At a little bit past nine, Burdin’s first guitar chord rang out, and I followed the artist Carol Bove up to the gallery’s third floor. About twenty people, mostly artists, were seated on the floor facing Burdin, who stood with his guitar near a wall-size video projection of himself playing drums. With little fanfare, the “recording artist” started in on live covers of his recorded covers of hard rock classics, keeping up and occasionally bantering with his prerecorded self—reminding me of Wynne Greenwood’s performances as Tracy and the Plastics. In person, with his long, stringy hair obscuring his face and an orange cardigan haphazardly buttoned, he was a ringer for Kurt Cobain (or, since Burdin was playing second-generation copies, Michael Pitt as Cobain in Gus Van Sant’s Last Days). On video, in a black mesh shirt, his look was spot-on Danzig.

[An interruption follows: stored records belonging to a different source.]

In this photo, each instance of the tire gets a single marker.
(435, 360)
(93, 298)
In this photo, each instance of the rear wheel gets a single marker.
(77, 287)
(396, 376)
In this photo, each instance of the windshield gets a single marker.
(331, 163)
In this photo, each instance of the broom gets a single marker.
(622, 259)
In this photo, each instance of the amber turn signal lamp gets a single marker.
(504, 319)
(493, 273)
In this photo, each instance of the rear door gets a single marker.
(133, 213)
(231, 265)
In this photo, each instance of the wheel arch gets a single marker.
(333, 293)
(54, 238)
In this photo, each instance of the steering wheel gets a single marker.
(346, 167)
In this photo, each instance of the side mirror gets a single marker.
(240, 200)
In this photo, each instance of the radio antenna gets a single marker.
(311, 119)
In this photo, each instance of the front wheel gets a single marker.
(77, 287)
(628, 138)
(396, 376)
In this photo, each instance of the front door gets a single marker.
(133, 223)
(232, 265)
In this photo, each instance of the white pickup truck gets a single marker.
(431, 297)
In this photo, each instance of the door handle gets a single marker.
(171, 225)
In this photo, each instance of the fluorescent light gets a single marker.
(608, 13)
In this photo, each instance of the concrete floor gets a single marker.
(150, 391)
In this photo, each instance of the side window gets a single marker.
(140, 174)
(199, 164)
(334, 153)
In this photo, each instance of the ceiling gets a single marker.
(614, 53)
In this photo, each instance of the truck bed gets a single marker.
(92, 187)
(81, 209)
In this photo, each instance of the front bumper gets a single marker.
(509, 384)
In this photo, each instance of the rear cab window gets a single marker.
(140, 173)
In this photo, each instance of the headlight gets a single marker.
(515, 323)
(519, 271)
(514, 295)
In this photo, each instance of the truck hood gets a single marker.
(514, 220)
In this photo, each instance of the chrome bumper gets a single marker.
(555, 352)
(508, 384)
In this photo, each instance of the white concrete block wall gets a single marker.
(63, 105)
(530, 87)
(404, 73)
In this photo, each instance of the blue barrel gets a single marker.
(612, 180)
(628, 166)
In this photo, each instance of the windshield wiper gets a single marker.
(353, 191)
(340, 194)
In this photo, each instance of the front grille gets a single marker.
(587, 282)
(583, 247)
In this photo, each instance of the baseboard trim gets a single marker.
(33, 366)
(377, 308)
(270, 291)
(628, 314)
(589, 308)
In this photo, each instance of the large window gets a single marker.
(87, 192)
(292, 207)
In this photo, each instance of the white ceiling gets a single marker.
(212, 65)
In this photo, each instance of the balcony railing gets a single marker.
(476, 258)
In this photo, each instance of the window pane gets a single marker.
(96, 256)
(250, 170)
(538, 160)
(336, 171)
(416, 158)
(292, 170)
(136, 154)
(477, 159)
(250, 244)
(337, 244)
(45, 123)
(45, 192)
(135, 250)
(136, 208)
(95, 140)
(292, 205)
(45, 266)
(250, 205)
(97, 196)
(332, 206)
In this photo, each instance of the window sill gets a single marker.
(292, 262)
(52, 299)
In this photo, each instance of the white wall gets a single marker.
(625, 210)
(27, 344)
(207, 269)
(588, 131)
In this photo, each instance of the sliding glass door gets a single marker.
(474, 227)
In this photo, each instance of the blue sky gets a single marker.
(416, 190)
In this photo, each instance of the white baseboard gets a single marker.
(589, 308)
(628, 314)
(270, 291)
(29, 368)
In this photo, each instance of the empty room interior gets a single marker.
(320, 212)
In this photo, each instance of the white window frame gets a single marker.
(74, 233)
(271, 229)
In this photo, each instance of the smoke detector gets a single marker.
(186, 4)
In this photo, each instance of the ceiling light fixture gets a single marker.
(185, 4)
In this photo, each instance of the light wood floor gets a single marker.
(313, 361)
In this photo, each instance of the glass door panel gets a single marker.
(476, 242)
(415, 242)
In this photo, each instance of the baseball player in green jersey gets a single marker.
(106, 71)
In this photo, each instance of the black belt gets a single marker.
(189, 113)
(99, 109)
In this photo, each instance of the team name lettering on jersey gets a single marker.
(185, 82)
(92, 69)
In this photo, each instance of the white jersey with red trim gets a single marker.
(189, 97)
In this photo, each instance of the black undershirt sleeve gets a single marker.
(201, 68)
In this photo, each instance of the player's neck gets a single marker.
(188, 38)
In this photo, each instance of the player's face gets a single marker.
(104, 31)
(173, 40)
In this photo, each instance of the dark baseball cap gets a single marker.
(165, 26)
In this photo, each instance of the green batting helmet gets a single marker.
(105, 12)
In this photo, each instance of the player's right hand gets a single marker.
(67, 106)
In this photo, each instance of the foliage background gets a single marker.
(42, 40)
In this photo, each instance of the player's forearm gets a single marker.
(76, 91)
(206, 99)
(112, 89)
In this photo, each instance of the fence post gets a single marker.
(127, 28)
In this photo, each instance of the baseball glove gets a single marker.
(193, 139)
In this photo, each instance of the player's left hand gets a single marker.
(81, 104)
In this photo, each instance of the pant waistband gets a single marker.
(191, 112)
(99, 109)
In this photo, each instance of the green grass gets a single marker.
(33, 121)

At the outset, Burdin had an audience of about forty; after eight or ten hits, including a cover of “Paint it Black,” his one-man Battle of the Bands began to feel like a battle of wills between artist and audience. I tried to put on my critical thinking cap, but it was loud. The room was hot. There was beer downstairs. All three factors made it difficult to think about what issues might be in play here—questions about the “culture of the copy”? The artist as promiscuous roleplayer?—or even to figure out what song Burdin was playing at any given moment. Eventually the audience dwindled to about a dozen. Finally, after the last note and a burst of applause, Burdin hammered his guitar into the wall—pure Cobain—and left it there; “I was here” evidence for future gallery visitors.

But then this relatively uneventful performance lurched wildly off track. An audience member no one recognized—tall, with scruffy facial hair, wearing a suit and carrying shopping bags—got up off the floor, walked across the room, and pried the guitar from the wall. Burdin tussled with him, punched the guitar through the drywall once again and swung the mic stand menacingly at the interloper, thus blocking the beer bottle that was being thrown at him. The visitor got up to once again remove the guitar, at which point gallery owner Maccarone was drawn in, screaming at him furiously to “get the fuck out of my gallery” and to leave the art alone. It was all so over-the-top that I suspected it might be part of the act, but if so, no one was admitting it. Either way, Burdin’s antagonist left without greater incident. In the stunned silence that followed this dramatic denouement, Burdin admitted that he “was a little scared” by the turn of events. But it was all recorded by two video cameras—as is just about everything Burdin is involved with—and, as the videographer commented, “it looked fucking great.”